However, it is very common for a growing and ambitious company such as this to forget about “back-room” tasks such as processing payroll, or recording attendance.
 
If you ignore these tasks and never investigate how to improve and optimise them, eventually they will “break”. This could take the form of your staff making errors in payslips due to an overstuffed workload, or unscrupulous employees taking advantage of lax processes to commit time fraud and take home money that they didn’t actually earn. 
 
So the earlier you can maximise efficiency and accuracy in these processes, the better off your business will be in the long run.
The least effective type of time and attendance management is the self-reporting paper timesheet. This is far too open to human error, such as forgetting to hand it in, filling it in wrong or payroll staff misreading bad handwriting. 
 
The timesheet method is also the easiest for employees to fake entries for time they never actually worked. This fraud becomes more and more likely the less likely the manager is to carefully check every entry: i.e. if a shift manager has too many people underneath them or isn’t given enough time in their working week to go through the timesheets thoroughly. 
 
As your company grows, it becomes a steadily better idea to introduce some automation into your time and attendance management processes. 

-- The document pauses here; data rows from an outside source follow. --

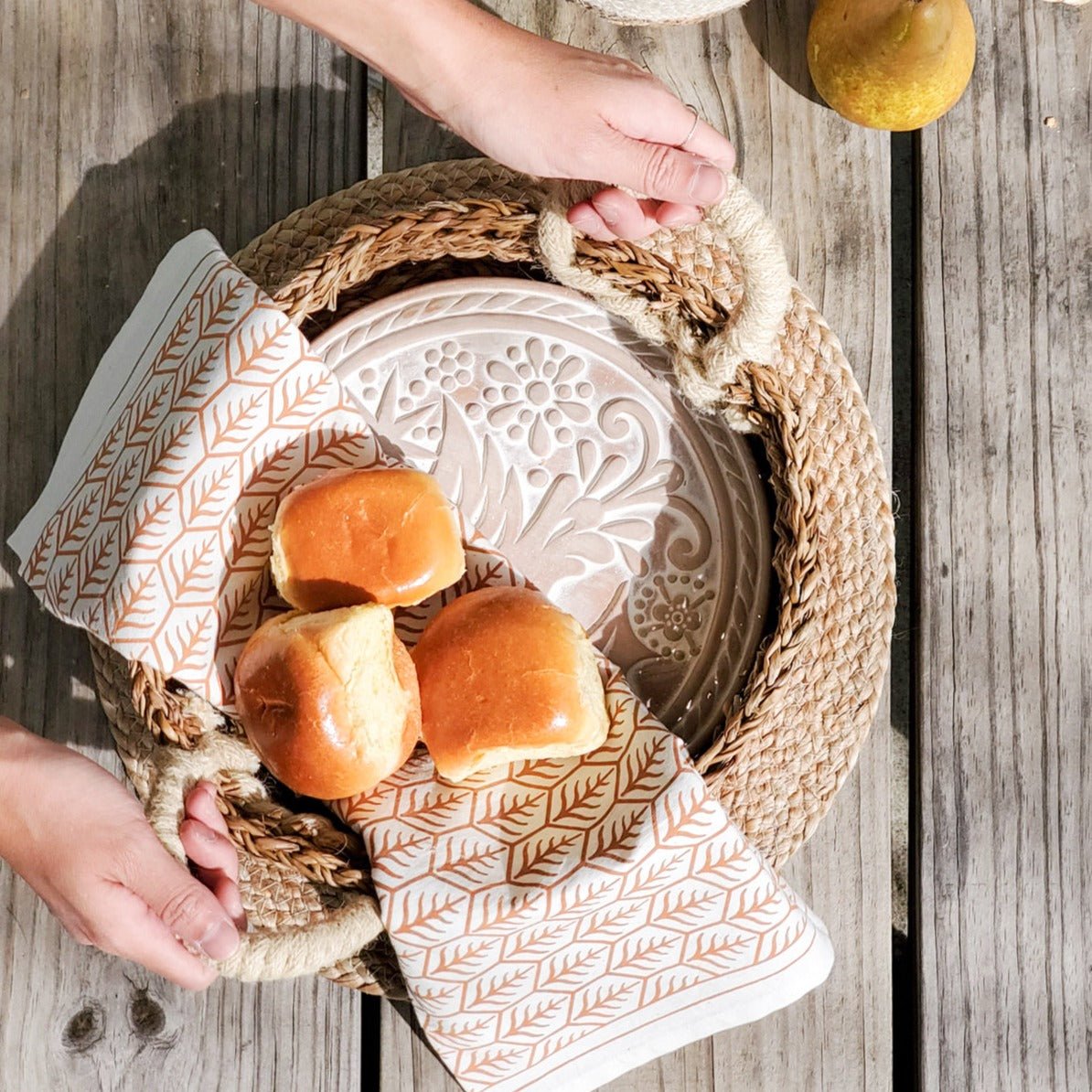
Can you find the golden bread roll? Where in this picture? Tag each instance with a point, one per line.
(328, 700)
(506, 676)
(366, 536)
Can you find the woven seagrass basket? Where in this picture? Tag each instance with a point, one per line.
(659, 12)
(749, 345)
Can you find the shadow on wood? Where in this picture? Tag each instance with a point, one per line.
(86, 280)
(778, 29)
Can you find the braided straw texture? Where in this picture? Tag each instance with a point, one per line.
(748, 345)
(648, 12)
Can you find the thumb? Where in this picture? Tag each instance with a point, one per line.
(184, 905)
(663, 173)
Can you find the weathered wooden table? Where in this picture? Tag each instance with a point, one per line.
(124, 125)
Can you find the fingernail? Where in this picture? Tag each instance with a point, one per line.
(220, 941)
(680, 218)
(708, 185)
(608, 214)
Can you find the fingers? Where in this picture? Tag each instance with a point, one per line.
(615, 214)
(217, 866)
(662, 173)
(208, 845)
(675, 215)
(136, 934)
(201, 805)
(187, 909)
(657, 116)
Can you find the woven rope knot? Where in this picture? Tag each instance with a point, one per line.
(705, 368)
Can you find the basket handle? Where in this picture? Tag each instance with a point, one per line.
(705, 367)
(286, 952)
(775, 368)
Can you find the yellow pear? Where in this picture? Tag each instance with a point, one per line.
(891, 63)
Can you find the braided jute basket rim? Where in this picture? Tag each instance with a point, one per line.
(720, 296)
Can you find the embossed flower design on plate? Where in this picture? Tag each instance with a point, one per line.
(558, 433)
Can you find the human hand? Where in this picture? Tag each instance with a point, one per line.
(80, 840)
(551, 109)
(541, 107)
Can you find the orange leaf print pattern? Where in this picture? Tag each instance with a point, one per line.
(561, 940)
(161, 546)
(556, 923)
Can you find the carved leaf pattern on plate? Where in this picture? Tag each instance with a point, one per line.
(557, 433)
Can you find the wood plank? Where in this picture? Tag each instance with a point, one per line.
(827, 185)
(122, 128)
(1005, 795)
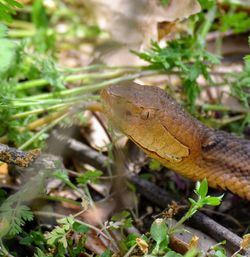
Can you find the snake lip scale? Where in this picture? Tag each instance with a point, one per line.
(167, 133)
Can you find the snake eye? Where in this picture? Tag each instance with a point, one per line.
(147, 114)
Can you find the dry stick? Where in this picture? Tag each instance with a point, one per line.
(157, 195)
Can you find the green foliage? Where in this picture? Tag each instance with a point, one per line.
(7, 52)
(187, 57)
(203, 199)
(13, 218)
(237, 21)
(240, 87)
(60, 237)
(207, 4)
(8, 8)
(159, 233)
(165, 2)
(121, 220)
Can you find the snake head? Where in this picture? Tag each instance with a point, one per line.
(153, 120)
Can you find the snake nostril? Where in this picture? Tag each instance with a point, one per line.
(128, 113)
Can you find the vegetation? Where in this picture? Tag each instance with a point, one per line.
(39, 92)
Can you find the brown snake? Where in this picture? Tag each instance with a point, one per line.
(158, 125)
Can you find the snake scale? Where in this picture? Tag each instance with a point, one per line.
(167, 133)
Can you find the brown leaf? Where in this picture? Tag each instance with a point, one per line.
(133, 24)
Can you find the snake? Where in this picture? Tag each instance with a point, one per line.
(158, 125)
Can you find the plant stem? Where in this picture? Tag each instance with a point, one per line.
(93, 87)
(45, 129)
(57, 215)
(70, 78)
(223, 108)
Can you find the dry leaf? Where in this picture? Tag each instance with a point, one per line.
(133, 24)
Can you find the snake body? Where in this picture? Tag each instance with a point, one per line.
(166, 132)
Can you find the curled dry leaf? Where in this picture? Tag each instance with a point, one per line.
(132, 24)
(143, 245)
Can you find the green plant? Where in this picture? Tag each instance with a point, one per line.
(8, 8)
(187, 58)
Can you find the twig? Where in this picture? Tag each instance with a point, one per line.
(159, 196)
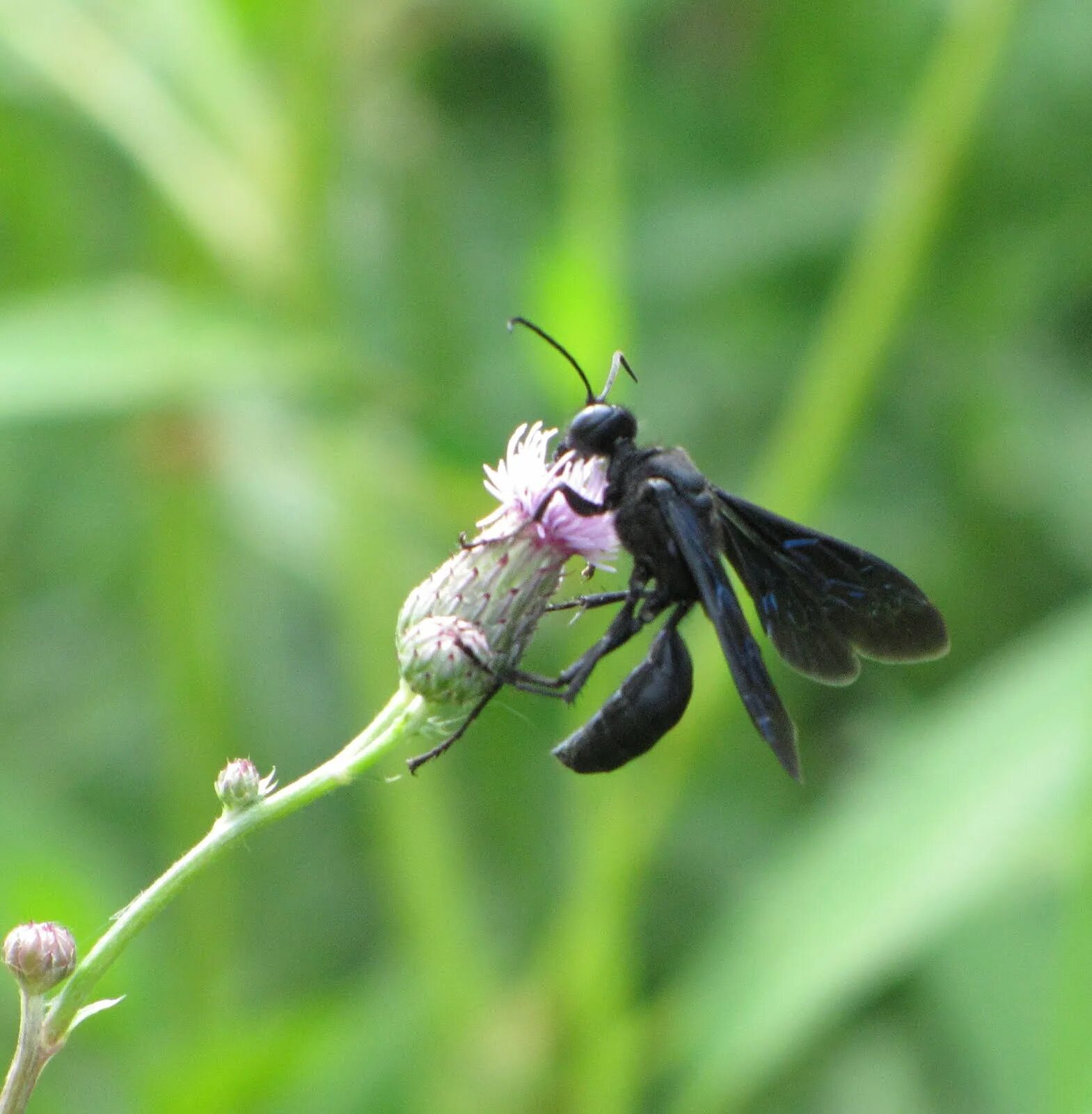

For example, our clocking terminals remove the need for (and the risk of) employees reporting their own hours, because every entrance and exit is automatically recorded and sent to the central system. 
 
Managers can check the times on the software, which is easier than shuffling through bits of paper, and the data can be quickly and easily exported to all leading payroll programmes so there is no need for payroll staff to spend hours manually typing up handwritten timesheets.